Frustration

Removing duplicates from an EndNote library

If you have done any systematic review searching, you will have spent time removing duplicate references from your results. Faced with the prospect of deduplicating 26k results, I put out a plea/rant on twitter.

AS often happens, lovely library colleagues came to the rescue. Naila Dracup (@nailadracup) sent me a link to a guide written by Judy Wright (@jmwleeds) and the AUHE Information Specialists at the University of Leeds.

Wichor Bramer (@wichor) has also written a paper about how to do this, which he pointed out on twitter.
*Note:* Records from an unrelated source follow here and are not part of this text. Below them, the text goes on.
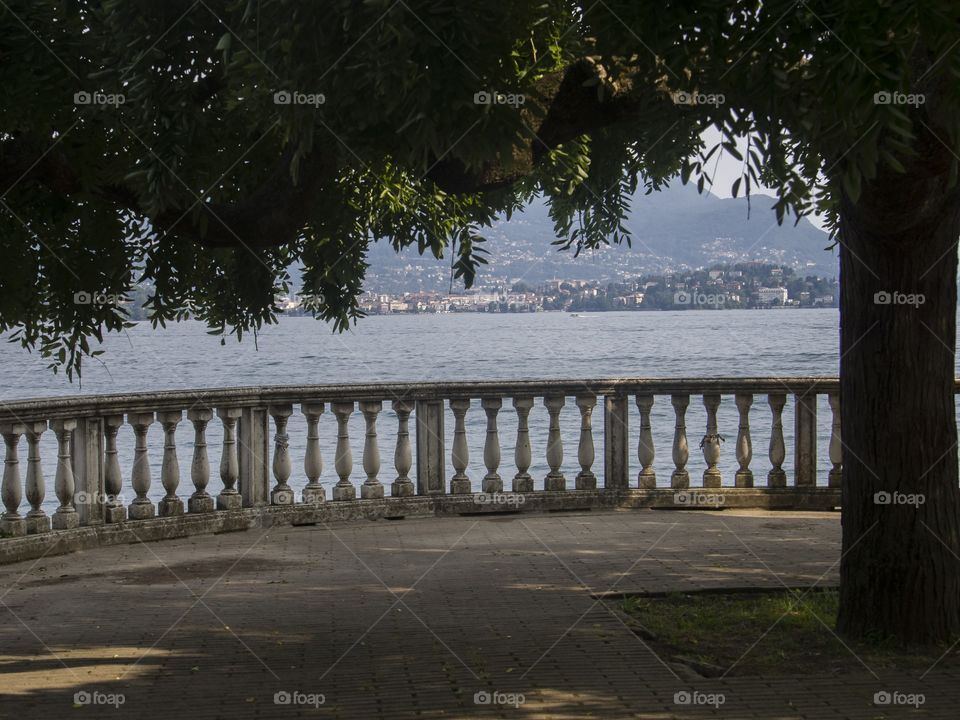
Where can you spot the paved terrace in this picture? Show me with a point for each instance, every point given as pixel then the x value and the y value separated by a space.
pixel 411 618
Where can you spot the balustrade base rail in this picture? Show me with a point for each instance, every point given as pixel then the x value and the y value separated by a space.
pixel 59 542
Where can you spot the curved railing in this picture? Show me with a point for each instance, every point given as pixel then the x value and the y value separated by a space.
pixel 257 483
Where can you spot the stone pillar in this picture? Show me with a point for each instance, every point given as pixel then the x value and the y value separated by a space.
pixel 777 477
pixel 37 519
pixel 492 482
pixel 229 498
pixel 313 493
pixel 403 456
pixel 200 501
pixel 141 508
pixel 744 476
pixel 522 481
pixel 647 477
pixel 554 479
pixel 586 454
pixel 680 478
pixel 616 443
pixel 710 444
pixel 805 439
pixel 372 488
pixel 12 524
pixel 431 471
pixel 282 493
pixel 836 445
pixel 460 483
pixel 343 462
pixel 66 516
pixel 171 505
pixel 114 510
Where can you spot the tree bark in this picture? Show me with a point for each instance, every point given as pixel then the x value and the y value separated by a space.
pixel 900 572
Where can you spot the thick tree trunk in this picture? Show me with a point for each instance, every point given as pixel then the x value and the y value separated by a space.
pixel 900 572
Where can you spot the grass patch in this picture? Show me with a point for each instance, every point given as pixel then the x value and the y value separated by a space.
pixel 712 634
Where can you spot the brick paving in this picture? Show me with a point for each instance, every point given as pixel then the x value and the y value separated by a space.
pixel 413 618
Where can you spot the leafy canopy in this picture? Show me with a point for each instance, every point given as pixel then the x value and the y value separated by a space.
pixel 206 187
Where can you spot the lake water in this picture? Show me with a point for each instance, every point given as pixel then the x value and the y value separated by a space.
pixel 683 344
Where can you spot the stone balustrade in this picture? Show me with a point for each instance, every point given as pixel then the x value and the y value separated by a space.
pixel 258 471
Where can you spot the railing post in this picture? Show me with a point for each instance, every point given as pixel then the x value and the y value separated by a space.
pixel 680 478
pixel 66 516
pixel 586 454
pixel 313 492
pixel 431 470
pixel 254 455
pixel 141 507
pixel 647 477
pixel 200 501
pixel 170 505
pixel 281 494
pixel 403 457
pixel 744 476
pixel 460 482
pixel 372 488
pixel 616 443
pixel 777 477
pixel 229 498
pixel 805 439
pixel 12 524
pixel 522 481
pixel 89 478
pixel 836 445
pixel 114 511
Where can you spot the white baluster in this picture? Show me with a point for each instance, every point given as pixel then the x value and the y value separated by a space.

You can find Wichor’s paper at Bramer WM, et al. De-duplication of database search results for systematic reviews in EndNote. J Med Libr Assoc. 2016;104(3): 240-3. doi:10.3163/1536-5050.104.3.014.

Below I’ve re-written the instructions provided by Leeds University Library as I have tested them myself. I’ve not had a chance to try Wichor’s technique. Let me know in the comments if you have given it a try.

1. Importing your references into EndNote

Import your results in the correct order

Did you know that the order that you import your references can have an impact on the quality of the information your EndNote library contains? This is because when EndNote removes duplicates, it automatically leaves the first copy added to your library and removes subsequent copies. So if you import your results from a database which doesn’t have abstracts (for example), then import results from one which does, the copy with the abstract will automatically be deleted.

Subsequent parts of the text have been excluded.